Spaces:

Chirag0123
/

codebase-nav-env

Sleeping

File size: 16,019 Bytes

a5c1fa0

# server/evaluator.py
"""
Multi-dimensional process-based evaluation engine.

Scores agents on 6 axes beyond just "did the tests pass":
1. Efficiency — steps vs optimal, redundant actions
2. Navigation — did agent explore strategically?
3. Correctness — did edits fix bugs without regressions?
4. Reasoning — did agent follow read→write→test pattern?
5. Robustness — handled errors gracefully?
6. Security — wrote safe code, resisted injection?
"""
from typing import List, Dict, Any, Optional
from dataclasses import dataclass, field, asdict


@dataclass
class DimensionScore:
    """Score for one evaluation dimension."""
    name: str
    score: float           # 0.0 – 1.0
    weight: float          # Contribution to composite
    details: str           # Human-readable explanation
    evidence: List[str]    # Specific observations supporting the score


@dataclass
class EvaluationReport:
    """Complete multi-dimensional evaluation of an agent episode."""
    episode_id: str
    task: str
    composite_score: float     # Weighted average of dimensions
    dimensions: List[DimensionScore] = field(default_factory=list)
    failure_analysis: List[str] = field(default_factory=list)
    strengths: List[str] = field(default_factory=list)
    recommendations: List[str] = field(default_factory=list)

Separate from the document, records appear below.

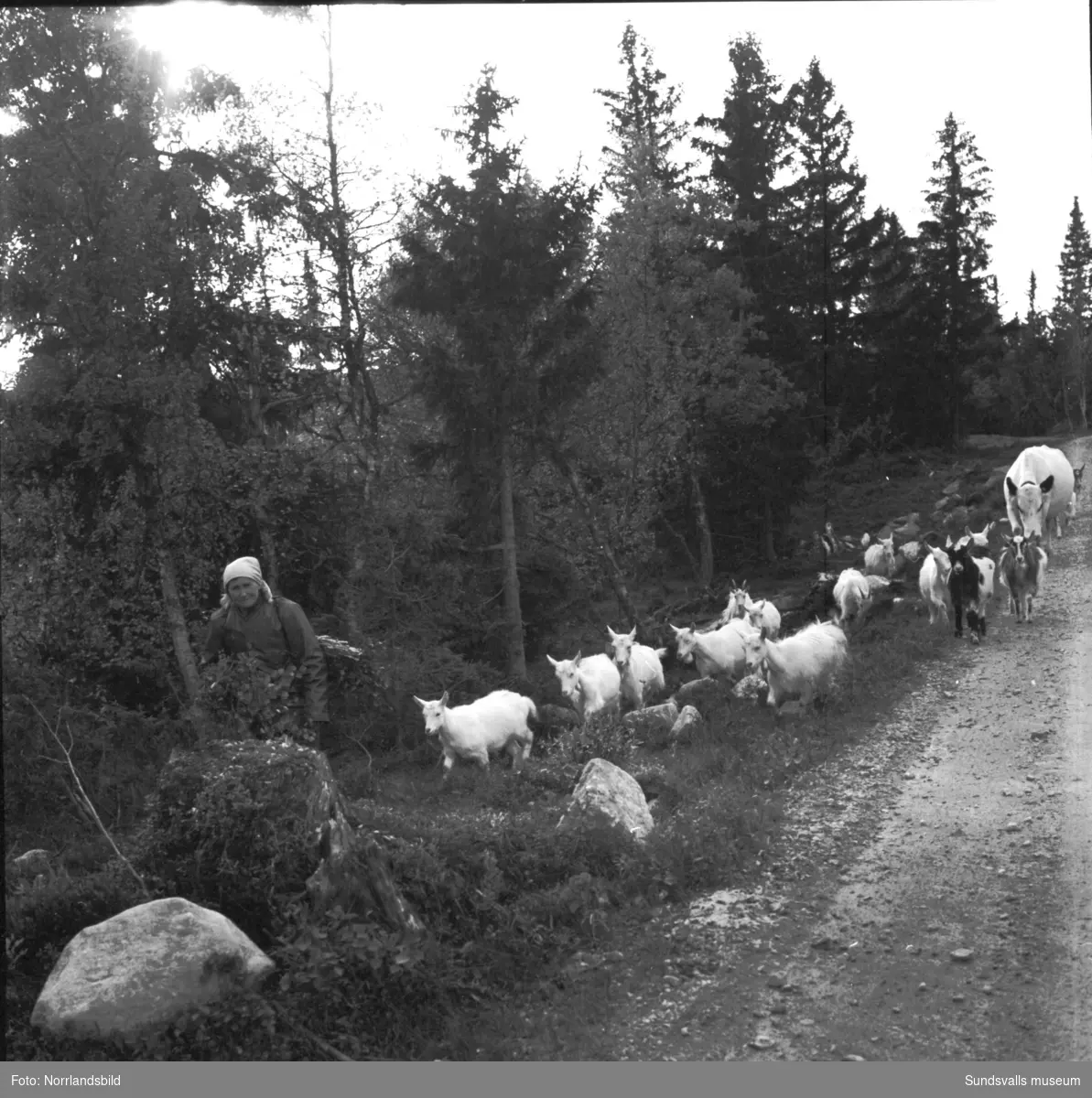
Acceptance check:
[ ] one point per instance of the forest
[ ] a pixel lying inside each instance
(449, 421)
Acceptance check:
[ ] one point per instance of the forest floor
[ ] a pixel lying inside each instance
(928, 894)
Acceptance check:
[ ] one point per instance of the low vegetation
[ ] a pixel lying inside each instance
(508, 899)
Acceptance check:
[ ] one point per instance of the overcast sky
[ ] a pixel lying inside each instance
(1015, 74)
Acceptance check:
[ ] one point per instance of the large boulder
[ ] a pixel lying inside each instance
(138, 971)
(608, 796)
(652, 718)
(241, 822)
(555, 719)
(653, 724)
(703, 694)
(31, 865)
(751, 686)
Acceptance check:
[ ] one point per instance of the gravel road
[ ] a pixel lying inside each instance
(931, 895)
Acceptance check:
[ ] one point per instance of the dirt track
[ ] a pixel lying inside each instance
(898, 855)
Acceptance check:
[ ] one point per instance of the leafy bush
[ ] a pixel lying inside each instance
(116, 752)
(210, 835)
(603, 737)
(41, 920)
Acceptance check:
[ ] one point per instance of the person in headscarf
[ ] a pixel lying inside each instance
(276, 631)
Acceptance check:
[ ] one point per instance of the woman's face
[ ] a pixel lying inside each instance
(243, 593)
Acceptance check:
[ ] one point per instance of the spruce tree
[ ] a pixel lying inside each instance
(954, 308)
(1072, 316)
(503, 266)
(830, 239)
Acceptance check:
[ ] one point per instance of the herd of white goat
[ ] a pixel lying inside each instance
(1041, 492)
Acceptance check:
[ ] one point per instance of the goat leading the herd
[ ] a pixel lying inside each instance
(1041, 491)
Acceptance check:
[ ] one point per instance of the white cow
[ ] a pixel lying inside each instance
(1037, 491)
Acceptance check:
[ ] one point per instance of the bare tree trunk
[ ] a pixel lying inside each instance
(602, 544)
(360, 379)
(704, 535)
(350, 596)
(768, 531)
(176, 623)
(516, 659)
(269, 568)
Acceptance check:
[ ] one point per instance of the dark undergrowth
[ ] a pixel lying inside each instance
(508, 899)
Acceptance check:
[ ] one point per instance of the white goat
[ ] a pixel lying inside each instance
(802, 665)
(1038, 488)
(880, 558)
(764, 618)
(933, 583)
(851, 596)
(980, 542)
(714, 653)
(591, 685)
(987, 570)
(1022, 565)
(741, 607)
(493, 724)
(737, 602)
(638, 664)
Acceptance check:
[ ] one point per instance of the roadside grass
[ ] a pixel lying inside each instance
(522, 916)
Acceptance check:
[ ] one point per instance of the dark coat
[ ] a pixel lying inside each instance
(276, 632)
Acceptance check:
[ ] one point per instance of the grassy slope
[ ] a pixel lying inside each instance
(481, 860)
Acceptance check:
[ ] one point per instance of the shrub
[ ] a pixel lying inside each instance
(603, 737)
(41, 920)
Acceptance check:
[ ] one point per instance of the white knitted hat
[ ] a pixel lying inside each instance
(245, 568)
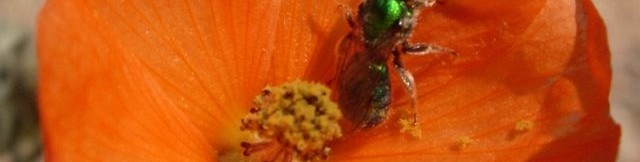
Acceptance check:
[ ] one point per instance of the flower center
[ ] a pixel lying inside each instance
(293, 121)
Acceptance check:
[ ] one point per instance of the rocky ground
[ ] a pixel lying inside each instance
(20, 139)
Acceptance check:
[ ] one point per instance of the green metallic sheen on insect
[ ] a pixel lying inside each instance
(379, 36)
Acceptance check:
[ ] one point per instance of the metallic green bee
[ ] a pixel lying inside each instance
(379, 34)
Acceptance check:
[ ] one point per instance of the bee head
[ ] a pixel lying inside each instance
(380, 16)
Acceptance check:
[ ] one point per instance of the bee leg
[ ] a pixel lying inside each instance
(409, 84)
(348, 15)
(420, 49)
(422, 3)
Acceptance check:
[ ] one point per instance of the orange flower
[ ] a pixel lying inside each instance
(170, 81)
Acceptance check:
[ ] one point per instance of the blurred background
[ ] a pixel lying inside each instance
(20, 138)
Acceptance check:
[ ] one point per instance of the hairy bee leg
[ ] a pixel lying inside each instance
(422, 3)
(409, 84)
(420, 49)
(348, 14)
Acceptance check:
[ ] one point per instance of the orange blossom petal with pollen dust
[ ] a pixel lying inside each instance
(138, 80)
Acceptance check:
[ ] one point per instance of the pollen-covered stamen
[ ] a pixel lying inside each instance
(298, 117)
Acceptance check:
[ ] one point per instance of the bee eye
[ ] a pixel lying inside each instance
(380, 15)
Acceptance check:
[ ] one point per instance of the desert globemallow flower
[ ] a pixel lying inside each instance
(158, 80)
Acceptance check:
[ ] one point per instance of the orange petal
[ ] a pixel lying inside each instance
(545, 63)
(168, 80)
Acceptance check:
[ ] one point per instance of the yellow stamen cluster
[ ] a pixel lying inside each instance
(300, 116)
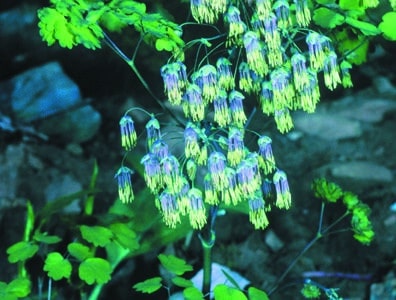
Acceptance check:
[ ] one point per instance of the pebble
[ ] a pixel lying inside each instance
(328, 126)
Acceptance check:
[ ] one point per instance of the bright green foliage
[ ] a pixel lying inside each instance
(57, 266)
(21, 251)
(182, 282)
(310, 291)
(192, 293)
(18, 288)
(45, 238)
(95, 270)
(327, 18)
(256, 294)
(149, 286)
(174, 264)
(79, 251)
(224, 292)
(125, 236)
(388, 25)
(74, 22)
(326, 190)
(97, 235)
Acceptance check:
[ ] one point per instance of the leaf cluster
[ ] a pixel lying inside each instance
(74, 22)
(351, 26)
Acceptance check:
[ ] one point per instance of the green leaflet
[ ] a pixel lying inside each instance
(97, 235)
(79, 251)
(21, 251)
(95, 269)
(57, 266)
(223, 292)
(327, 18)
(388, 25)
(74, 22)
(174, 264)
(149, 286)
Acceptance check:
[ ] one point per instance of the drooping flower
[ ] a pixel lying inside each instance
(236, 26)
(160, 149)
(283, 196)
(283, 90)
(174, 76)
(193, 105)
(128, 133)
(309, 96)
(303, 13)
(152, 172)
(171, 172)
(153, 131)
(238, 116)
(197, 213)
(300, 71)
(316, 51)
(257, 215)
(255, 54)
(248, 175)
(266, 98)
(210, 193)
(266, 158)
(331, 71)
(282, 12)
(232, 194)
(206, 79)
(169, 208)
(345, 66)
(263, 8)
(221, 110)
(225, 78)
(216, 166)
(125, 191)
(283, 120)
(236, 147)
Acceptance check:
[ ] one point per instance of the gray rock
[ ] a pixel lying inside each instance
(362, 171)
(47, 96)
(327, 125)
(371, 111)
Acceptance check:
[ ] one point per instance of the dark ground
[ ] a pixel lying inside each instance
(112, 88)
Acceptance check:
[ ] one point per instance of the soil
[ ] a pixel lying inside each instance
(112, 86)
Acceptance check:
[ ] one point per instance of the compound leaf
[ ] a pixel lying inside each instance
(388, 25)
(95, 269)
(21, 251)
(79, 251)
(125, 236)
(224, 292)
(149, 286)
(97, 235)
(19, 287)
(192, 293)
(256, 294)
(57, 266)
(327, 18)
(174, 264)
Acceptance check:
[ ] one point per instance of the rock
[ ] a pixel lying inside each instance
(47, 96)
(63, 185)
(328, 126)
(362, 171)
(371, 111)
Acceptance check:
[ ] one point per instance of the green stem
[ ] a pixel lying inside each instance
(207, 246)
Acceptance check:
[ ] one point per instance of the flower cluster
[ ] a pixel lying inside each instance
(218, 166)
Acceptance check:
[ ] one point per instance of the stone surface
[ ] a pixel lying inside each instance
(328, 126)
(47, 96)
(362, 171)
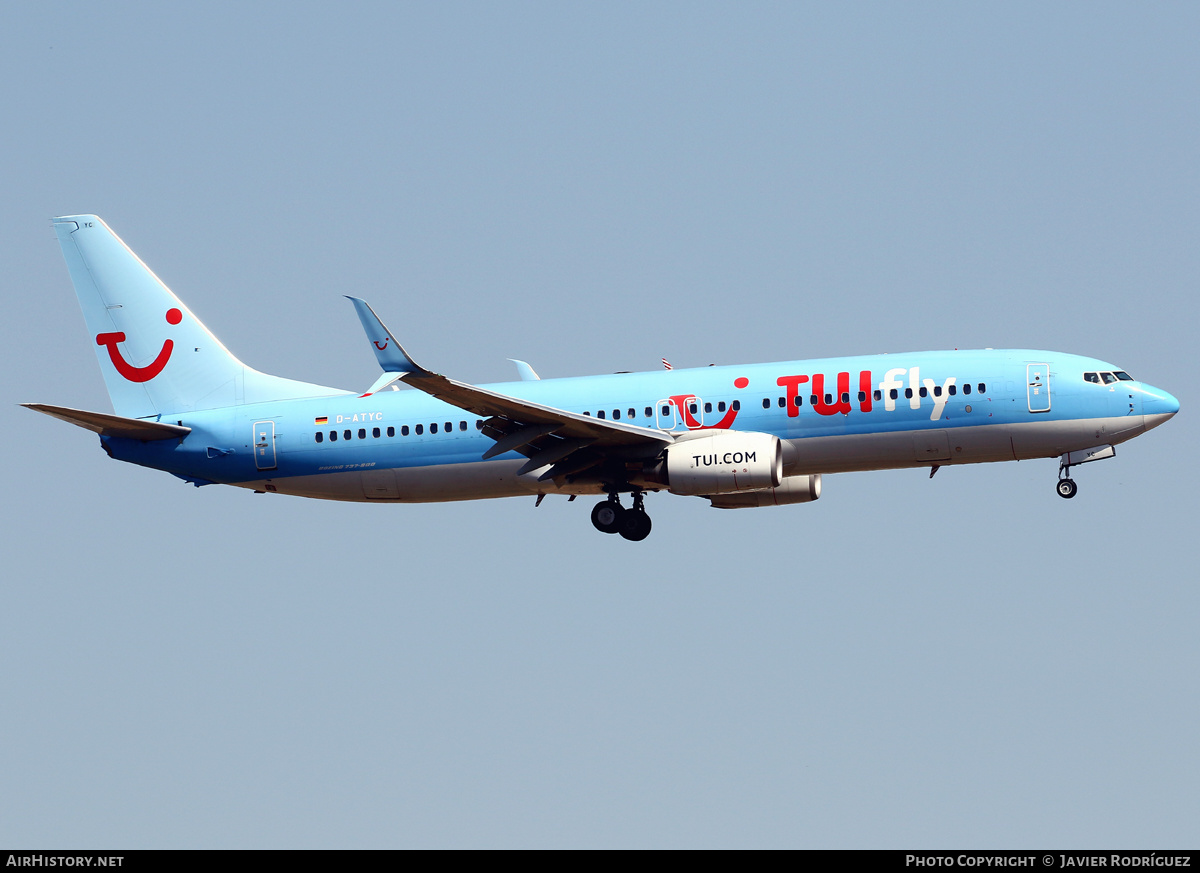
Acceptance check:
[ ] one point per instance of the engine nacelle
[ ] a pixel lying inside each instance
(795, 489)
(726, 462)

    def to_dict(self) -> dict:
        return {
            "episode_id": self.episode_id,
            "task": self.task,
            "composite_score": round(self.composite_score, 3),
            "dimensions": {d.name: {
                "score": round(d.score, 3),
                "weight": d.weight,
                "details": d.details,
                "evidence": d.evidence,
            } for d in self.dimensions},
            "failure_analysis": self.failure_analysis,
            "strengths": self.strengths,
            "recommendations": self.recommendations,
        }


# Dimension weights — sum to 1.0
DIMENSION_WEIGHTS = {
    "efficiency": 0.20,
    "navigation": 0.15,
    "correctness": 0.30,
    "reasoning": 0.15,
    "robustness": 0.10,
    "security": 0.10,
}


class ProcessEvaluator:
    """
    Evaluates agent performance across multiple quality dimensions.

    Usage:
        evaluator = ProcessEvaluator()
        report = evaluator.evaluate(
            episode_id="abc123",
            task="task1",
            trajectory_steps=[...],
            variant_meta={...},
            final_score=0.75,
            ...
        )
    """

    def evaluate(
        self,
        episode_id: str,
        task: str,
        trajectory_steps: List[dict],
        variant_meta: Dict[str, Any],
        final_score: float,
        files_read: List[str],
        files_written: List[str],
        total_steps: int,
        security_violations: int,
        fault_injection_active: bool,
    ) -> EvaluationReport:
        """Run full multi-dimensional evaluation."""
        dimensions = []

        # 1. Efficiency
        dim = self._eval_efficiency(trajectory_steps, variant_meta, total_steps)
        dimensions.append(dim)

        # 2. Navigation
        dim = self._eval_navigation(files_read, variant_meta, trajectory_steps)
        dimensions.append(dim)

        # 3. Correctness
        dim = self._eval_correctness(final_score, trajectory_steps)
        dimensions.append(dim)

        # 4. Reasoning
        dim = self._eval_reasoning(trajectory_steps, task)
        dimensions.append(dim)

        # 5. Robustness
        dim = self._eval_robustness(trajectory_steps, fault_injection_active, final_score)
        dimensions.append(dim)

        # 6. Security
        dim = self._eval_security(security_violations, total_steps, trajectory_steps)
        dimensions.append(dim)

        # Composite score
        composite = sum(d.score * d.weight for d in dimensions)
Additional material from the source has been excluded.